Sunday, August 05, 2007

Tenth Sunday After Pentecost

August 5, 2007

Jesus told a parable that strikes at the soul of our age. A parable so close to our culture that we cringe just a bit upon hearing it. A man gains so much in the way of material goods that he begins to worry about it. He wonders, "How shall I protect my investments? How can I get a better return on my goods. Where shall I put the abundance and the extra that I have?"

Upon making plans to keep all that he has and store even more, the man in Jesus' story breathes a sigh of relief only to hear a final summons;"This very night your life will be required of you...then whose will all this be?"

"So it is," Jesus says, "With those who store things up for themselves, but are not rich toward God."

You probably recall the old routine from a Jack Benny program (at least some of us will recall this) - where Benny is confronted by a robber who pokes a gun in his ribs and says, "Your money or your life!" Jack Benny does not answer right away and the thief angrily says again, "I said... your money or your life!" There is a longer silence and the thief becomes really angry as he shouts, "Why don't you answer me. I said your money or your life!" Benny finally answers, "I'm thinking, I'm thinking.

Sometimes, we are all a bit like Jack Benny, aren’’t we? We are so hungry, so full of indiscriminate desire. And we are so worried that there will not be enough, so we store our treasures, like the man in Jesus parable.

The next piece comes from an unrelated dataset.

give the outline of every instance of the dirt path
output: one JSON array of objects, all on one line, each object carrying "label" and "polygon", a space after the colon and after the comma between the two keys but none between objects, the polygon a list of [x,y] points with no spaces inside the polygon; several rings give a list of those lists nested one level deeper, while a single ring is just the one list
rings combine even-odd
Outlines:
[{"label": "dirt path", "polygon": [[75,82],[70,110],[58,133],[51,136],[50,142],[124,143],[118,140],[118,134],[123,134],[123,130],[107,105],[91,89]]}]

And sometimes, if you are like me, I get so caught up in worrying about the future, that I forget to really live in this present moment.

As the poet William Wordsworth put it;

The world is too much with us; late and soon,
Getting and spending, we lay waste our powers;
Little we see in Nature that is ours;
We have given our hearts away, a sordid boon!
This Sea that bares her bosom to the moon,
The winds that will be howling at all hours,
And are up-gathered now like sleeping flowers,
For this, for everything, we are out of tune;
It moves us not.--Great God! I'd rather be
A Pagan suckled in a creed outworn;
So might I, standing on this pleasant lea,
Have glimpses that would make me less forlorn;
Have sight of Proteus rising from the sea;
Or hear old Triton blow his wreathed horn.

Is there more to this life than just getting and spending? Do worldly treasures really satisfy our deepest desires?

What do we really want?

Sometimes, it seems as if we know that something is not quite right in our lives; and so we try to fix it; we try to fill that hunger for the illusive “something more.” What often happens is we end up living for some future destination. We are just one more promotion, one more new car, one more dream home, away from nirvana. When some of these dreams become concrete realities, we are surprised to find they don’t satisfy our deep, unnamed longing. Something seems missing, or maybe broken inside, and we just can’t fix it.

In some religions, like Buddhism, the teaching is that the purpose of religion is to get you over your wants, to help you to get rid of your desires, that longing for the elusive something more. Complete detachment is their goal. Open to everything, but attached to nothing.

Christianity is different. We don’t try to quench all desire. Passion is a good thing, if directed properly.

The Confessions of St. Augustine begins with this line: “You have made us for yourself, O Lord, and our heart is restless until it rest in you.” Augustine did not eliminate his passion. He redirected it. Only God’s love can satisfy us, because it is for that relationship of love we are created. Nothing else can ever satisfy the depth of our longing for God.

The Psalmist, in Psalm 42, expresses our deepest longing this way:

As a deer longs for flowing streams,
so my soul longs for you, O God.
2My soul thirsts for God,
for the living God.

What do we really want? We want to love, and be loved. And we learn what love is through our relationship with God. That relationship is our heart’s desire. All other love flows from it.

May we recognize that the love of the living God is our heart’s desire. And then may we allow the gift of God’s love to flow out from us into the world.